The CFD market is still in its infancy in New Zealand but the number of retail investors interested in trading the markets are on the increase. CMC Markets is claimed to be New Zealand’s leading CFD (Contract for Difference) provider having moved into the market in April 2006 and opened an office in Auckland. For instance in just one week in October 2008 CMC Markets reported a total trade count of 33,516 with turnover amounting to more than NZD$1.44bn across all instruments. At the time of writing (Oct 2009), IG Markets have also setup operations in New Zealand and started offering trading in New Zealand dollar-denominated CFDs which means that clients can trade gold, oil, the Dow the FTSE directly in New Zealand dollars and thus avoid currency conversions and foreign exchange fluctuations. IG Markets is hoping New Zealand will provide business equal to about 10 percent of its current Australian base, which has 30,000 to 40,000 clients (with about 20 to 30% of them being active).

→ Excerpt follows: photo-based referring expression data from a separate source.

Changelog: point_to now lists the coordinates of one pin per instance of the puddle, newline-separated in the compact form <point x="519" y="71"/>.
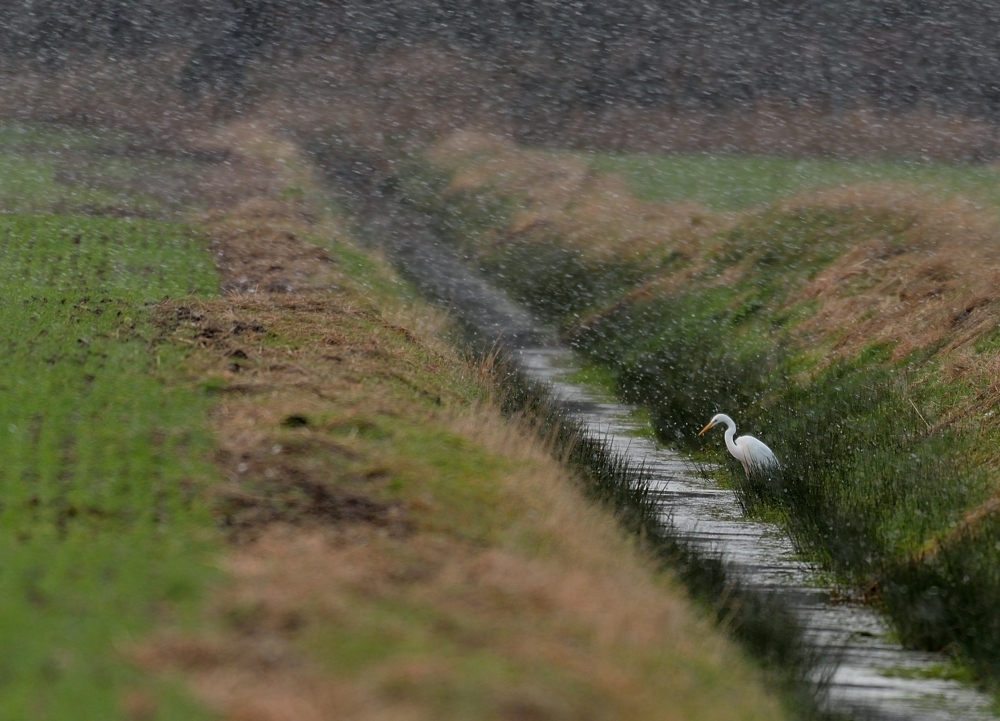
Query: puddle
<point x="872" y="677"/>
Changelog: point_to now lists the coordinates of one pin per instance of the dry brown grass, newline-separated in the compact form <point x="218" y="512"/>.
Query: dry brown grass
<point x="560" y="195"/>
<point x="933" y="285"/>
<point x="399" y="510"/>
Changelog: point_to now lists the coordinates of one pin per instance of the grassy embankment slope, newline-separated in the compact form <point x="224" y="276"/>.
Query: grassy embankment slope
<point x="388" y="544"/>
<point x="104" y="529"/>
<point x="844" y="312"/>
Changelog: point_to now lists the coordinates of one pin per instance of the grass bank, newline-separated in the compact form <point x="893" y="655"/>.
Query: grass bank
<point x="851" y="327"/>
<point x="104" y="527"/>
<point x="296" y="497"/>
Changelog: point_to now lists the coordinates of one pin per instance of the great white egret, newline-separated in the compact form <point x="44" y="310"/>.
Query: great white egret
<point x="754" y="455"/>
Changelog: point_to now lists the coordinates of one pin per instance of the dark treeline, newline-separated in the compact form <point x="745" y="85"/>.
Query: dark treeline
<point x="569" y="54"/>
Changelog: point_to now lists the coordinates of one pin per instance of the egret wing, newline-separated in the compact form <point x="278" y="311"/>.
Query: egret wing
<point x="758" y="456"/>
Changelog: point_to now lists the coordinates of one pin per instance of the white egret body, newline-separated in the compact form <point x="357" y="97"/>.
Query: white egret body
<point x="754" y="455"/>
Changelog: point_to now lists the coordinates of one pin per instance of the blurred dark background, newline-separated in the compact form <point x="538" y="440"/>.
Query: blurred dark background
<point x="601" y="72"/>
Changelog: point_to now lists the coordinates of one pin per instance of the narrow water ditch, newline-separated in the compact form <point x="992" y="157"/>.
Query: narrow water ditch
<point x="866" y="675"/>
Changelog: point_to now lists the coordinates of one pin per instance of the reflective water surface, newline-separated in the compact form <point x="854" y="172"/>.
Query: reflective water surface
<point x="868" y="676"/>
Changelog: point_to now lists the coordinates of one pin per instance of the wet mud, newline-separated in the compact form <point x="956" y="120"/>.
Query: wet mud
<point x="864" y="674"/>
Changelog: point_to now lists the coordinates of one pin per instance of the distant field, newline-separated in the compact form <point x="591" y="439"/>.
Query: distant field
<point x="52" y="169"/>
<point x="733" y="182"/>
<point x="100" y="457"/>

The clients are somewhat less experienced in terms of trading the markets and for this reason certain providers like CMC Markets have launched limited risk accounts which provide traders with Guaranteed Stop Loss Orders (GSLO) on every trade. This allows traders to exit trades at predetermined prices should markets gap against them which guarantees that traders never lose out more than their original deposit (the catch is that the commissions are slightly higher than the standard account to cover the insurance risk and GSLO’s are only offered on the more liquid and popular trading instruments).
CFD Trading in New Zealand
While Australia is well recognized as the home of many traders, New Zealand has been somewhat neglected up until recently. This doesn’t mean that there haven’t been any traders in New Zealand, just that they might have had to arrange to trade with brokers outside their country.
As you can guess from the foregoing, things are looking up for the New Zealand trader who wants the access to several different markets that contracts for difference (CFDs) can provide. CMC Markets opened their branch in New Zealand in 2006 and it is now the largest provider of CFDs based in New Zealand. This is not surprising, as CMC was the only provider of CFDs in New Zealand until 2009.
Recently in 2009, IG Markets, which has had an Australian presence since 2002, decided to expand over to New Zealand, and it is rapidly approaching 1000 customers there. The Australian presence was already accounting for about 15% of the company’s worldwide revenue, and IG will be happy if the New Zealand market nets them 10% of this. They were the first provider to offer CFDs in New Zealand dollars. This is an interesting development, as it permits traders to trade international markets, including foreign indices and commodities, in the local currency. This simple change makes all the trouble with currency exchange fluctuations and conversions go away, leaving the trader to consider only the index movements without having to anticipate any currency changes.
The interests of the financial industry in New Zealand are represented by the New Zealand Financial Markets Association (NZFMA), and this organization promotes the standards for the industry. Just as with most other markets, the New Zealand trader can find CFD dealers that offer contracts on thousands of shares, including all the major shares on the major markets – Australian, European, Asian and from the United States.
The New Zealand market for CFDs has an enormous potential, so it is surprising that it has taken so long before being “discovered”. There is already a financially aware clientele, as New Zealand has a relatively high level of share ownership. In fact, a study conducted by the New Zealand Stock Exchange in 2000 identified that 30% of New Zealanders of voting age owned shares directly. While CFDs are a recent invention, the tremendous potential that they give for leveraging the value of an investment means that it was inevitable that their use would migrate to this country. Couple this with an attractive regulatory regime, and in retrospect the expansion appears obvious.